Closed terryzhao127 closed 3 years ago
Another question: How do you balance the speed of production (Actor) and consumption (Learner) ? I didn't see any way to adjust it in A3C codes. The actor just keeps producing new training data: https://github.com/PaddlePaddle/PARL/blob/ab1eb893a9f0ac1d5238c6a5277ea7e7c6cd1fdf/examples/A2C/train.py#L117 And the learner keeps consuming from that message queue. https://github.com/PaddlePaddle/PARL/blob/ab1eb893a9f0ac1d5238c6a5277ea7e7c6cd1fdf/examples/A2C/train.py#L138 I suppose you guys balance that by changing the number of actors.
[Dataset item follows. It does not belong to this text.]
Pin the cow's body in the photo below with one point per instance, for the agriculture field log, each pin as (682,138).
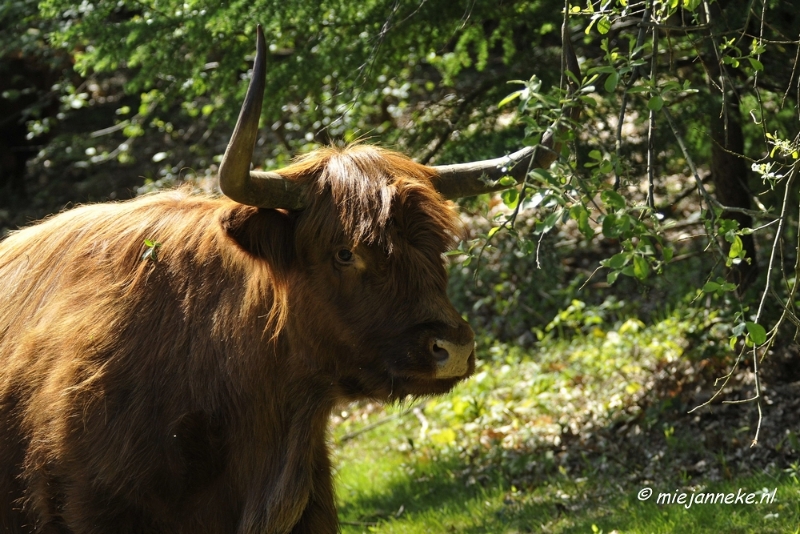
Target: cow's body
(190,392)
Is it right?
Hi guikarist, thanks for your interest in PARL.
It's ok to implement a multi-learner RL algorithm based on our framework. For the second question, there are two possible ways to adjust the number of samples: 1) adjust the number of actors (as you said) 2) adjust the number of steps to run for each actor (see actor.py)
If you would like to use multiple GPUs, you can reimplement agent.py with multiple GPUs for training.
Thanks for your reply! I think we need Horovod to implement a multi-learner training pattern with PARL.
Horovod is an excellent framework for running multiple learners. I think PARL is compatible with it. Feel free to contact us if you have any problem :)
Hey, you guys! I am fully impressed with your concise codes for implementing a distributed RL algorithm, like A3C. And I am very interested in whether this framework supports training with multiple distributed learner (e.g. more than one GPU)! For example, train a PPO with 200 actors and 4 learners.